Creatine works to increase muscular storage of a form of energy called creatine phosphate (CP). CP has an important role in the production of energy for short-duration and high-intensity exercise. Without getting too scientific, by supplementing with creatine, muscular stores of CP are increased, helping to feed the ATP-PC energy system, which is the main energy system that we use in the gym when training with near maximal weight and power-type exercises.
Additionally, when CP is depleted within the muscle, muscular fatigue is increased. Increasing creatine stores within the body have been proven to help increase CP levels so that a greater work output can be achieved during anaerobic activity, in addition to helping reduce the amount that our body’s own natural stores are depleted.
Creatine supplementation benefits:
✓ Greater than normal levels of creatine stored in the muscle – this means more energy for high-intensity exercise and less depletion.
✓ Creatine levels being regenerated quicker, meaning greater recovery, and enhanced storage of creatine for the next time your body wants to use its own stores.
As we’ve briefly touched upon, increasing the creatine content within the muscles helps prolong the depletion of phosphocreatine. This in short means an increase in muscular endurance, as well as an increase in strength and power.
Before Exercise
Some prefer taking creatine prior to working out. Before training, it makes sense to load your muscle cells with this brilliant supplement to reap the full benefits early on. Essentially, more creatine means more ATP, the prime source of cellular energy.
Having more ATP equals more power accessible to the muscles. What that means is there’s more power to activate the muscle fibres, so more weight lifting power.
After Exercise
But don’t forget about the crucial post-exercise recovery opportunity. After working out, your muscles have endured a fierce session of being torn up, beaten and hammered wildly.
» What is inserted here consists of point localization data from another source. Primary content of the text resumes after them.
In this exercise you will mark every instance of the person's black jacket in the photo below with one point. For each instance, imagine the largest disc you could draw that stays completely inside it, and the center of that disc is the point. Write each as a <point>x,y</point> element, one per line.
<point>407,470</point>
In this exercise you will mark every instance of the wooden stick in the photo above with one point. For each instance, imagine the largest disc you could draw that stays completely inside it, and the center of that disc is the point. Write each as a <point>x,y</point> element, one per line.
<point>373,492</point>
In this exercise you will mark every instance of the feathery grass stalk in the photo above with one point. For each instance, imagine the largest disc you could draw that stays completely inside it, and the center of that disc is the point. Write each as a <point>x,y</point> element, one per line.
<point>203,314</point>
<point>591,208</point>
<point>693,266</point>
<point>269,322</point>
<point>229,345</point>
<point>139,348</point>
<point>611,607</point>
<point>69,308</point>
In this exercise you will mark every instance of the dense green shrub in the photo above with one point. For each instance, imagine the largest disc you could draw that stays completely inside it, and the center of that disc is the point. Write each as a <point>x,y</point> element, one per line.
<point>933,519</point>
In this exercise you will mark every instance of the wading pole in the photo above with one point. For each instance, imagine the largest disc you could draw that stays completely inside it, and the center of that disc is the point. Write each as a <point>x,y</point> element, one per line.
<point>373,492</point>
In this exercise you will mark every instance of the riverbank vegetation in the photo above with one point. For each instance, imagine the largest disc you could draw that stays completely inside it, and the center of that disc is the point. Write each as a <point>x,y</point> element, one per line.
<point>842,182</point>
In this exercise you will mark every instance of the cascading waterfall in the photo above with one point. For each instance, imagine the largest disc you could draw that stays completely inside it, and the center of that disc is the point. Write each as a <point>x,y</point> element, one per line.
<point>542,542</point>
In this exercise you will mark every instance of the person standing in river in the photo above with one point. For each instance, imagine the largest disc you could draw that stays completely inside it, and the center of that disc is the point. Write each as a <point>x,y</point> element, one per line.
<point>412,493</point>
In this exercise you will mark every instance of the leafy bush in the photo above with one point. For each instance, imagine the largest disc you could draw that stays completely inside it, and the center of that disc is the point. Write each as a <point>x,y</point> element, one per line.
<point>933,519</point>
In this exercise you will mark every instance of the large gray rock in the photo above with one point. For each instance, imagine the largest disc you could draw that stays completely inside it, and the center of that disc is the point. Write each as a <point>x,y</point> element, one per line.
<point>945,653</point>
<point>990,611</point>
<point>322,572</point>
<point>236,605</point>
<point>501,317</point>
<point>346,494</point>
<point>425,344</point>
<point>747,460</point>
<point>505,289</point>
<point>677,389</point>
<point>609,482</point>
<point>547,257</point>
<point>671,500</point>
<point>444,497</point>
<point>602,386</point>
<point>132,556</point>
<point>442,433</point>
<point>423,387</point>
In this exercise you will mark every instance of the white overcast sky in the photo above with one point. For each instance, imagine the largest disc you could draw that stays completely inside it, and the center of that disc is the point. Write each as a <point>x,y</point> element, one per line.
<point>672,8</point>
Taking creatine supplements post-workout is the perfect time to thrust some good stuff into your muscles to boost the growth & recovery process.
Throw creatine in there as well as carbohydrates and protein, and your starving muscle cells will pretty much absorb the potent supplement and soak up all its goodness. To find out more about why creatine is so popular and the difference between this popular supplement and protein powder, visit our blog post Creatine vs Protein.
So, make sure you load in another dose of creatine. It’ll prepare you for your next weight lifting or gym session. Remember the old saying? “After exercise, you should eat for your next training session, not the one you’ve just finished”.
Whenever
Those who take creatine at any time believe both the aforementioned methods of taking it are pretty much supplementation superstition. Why stress about the timing? Because creatine is good for you, you should see the benefits while you’re supplementing with it.
So, when is the best time to take creatine then?
When to Take Creatine Monohydrate?
We recommend taking creatine half an hour before training and another immediately after, so you get 5 grams in total. For example, you could take the whole dose before you exercise, or afterwards. Or, split the dose, taking half of it before you exercise and the other half afterwards.
You can also take it on rest days by taking one serving in the morning and another in the evening. Recommended amounts vary depending on your body weight but generally, we advise having 5g directly before or after a workout.
How and When to Take Creatine?
Dosing creatine correctly appears to be between 3-5 grams per day. You can “load” for the first 5-7 days to help saturate your cells. But beyond that, there’s no advantage to taking hefty amounts.
Once you’ve completed the loading phase, you then progress to maintenance. Whilst some maintain on 5 grams per day, others need just 2-3 grams per day.